The three paradigms are: research assistants (exemplified by Harvey), legacy extraction platforms (exemplified by Kira Systems), and purpose-built extraction infrastructure (the approach Mage takes). Here is how they differ and when each one is the right choice.
The Research Paradigm: Harvey
Harvey is built on the research assistant model: you ask a question, the system searches relevant sources, and it generates a natural language answer. This paradigm is powerful for legal research, knowledge queries, and document-specific questions.
Where Harvey excels:
- Legal research questions ("What are the Delaware Chancery Court standards for fiduciary duty in a squeeze-out merger?")
- Drafting assistance (generating first drafts of memos, briefs, and correspondence)
- Document-specific queries ("Does this agreement contain a non-compete?" for a single document)

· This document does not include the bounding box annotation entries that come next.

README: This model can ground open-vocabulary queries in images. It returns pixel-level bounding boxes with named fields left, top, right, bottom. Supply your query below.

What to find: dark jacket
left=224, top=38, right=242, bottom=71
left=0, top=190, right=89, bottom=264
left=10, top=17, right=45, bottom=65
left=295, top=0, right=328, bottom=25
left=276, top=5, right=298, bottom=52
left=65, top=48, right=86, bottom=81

- Knowledge synthesis across legal precedent and commentary
Where the research paradigm struggles for M&A:
- Systematic extraction across hundreds of documents. Asking 50 questions about each of 300 contracts requires 15,000 individual queries, each with potential for hallucination and missed context
- Structured output. Research tools produce narrative answers, not the structured data that populates disclosure schedules and diligence memos
- Comprehensive coverage. A research tool finds what you ask about. It does not surface provisions you did not think to query. The value of diligence is finding what you do not know to look for
- Cross-contract comparison. Comparing a specific provision type across 200 agreements requires structured data, not 200 individual narrative answers
Harvey is an excellent tool for the problems it was designed to solve. It is not designed for the structured extraction workflow that defines M&A contract review.
The Legacy Extraction Paradigm: Kira Systems
Kira Systems pioneered machine learning for legal contract review over a decade ago, well before the current wave of LLM-based tools. Its approach is fundamentally different from both research assistants and modern extraction tools.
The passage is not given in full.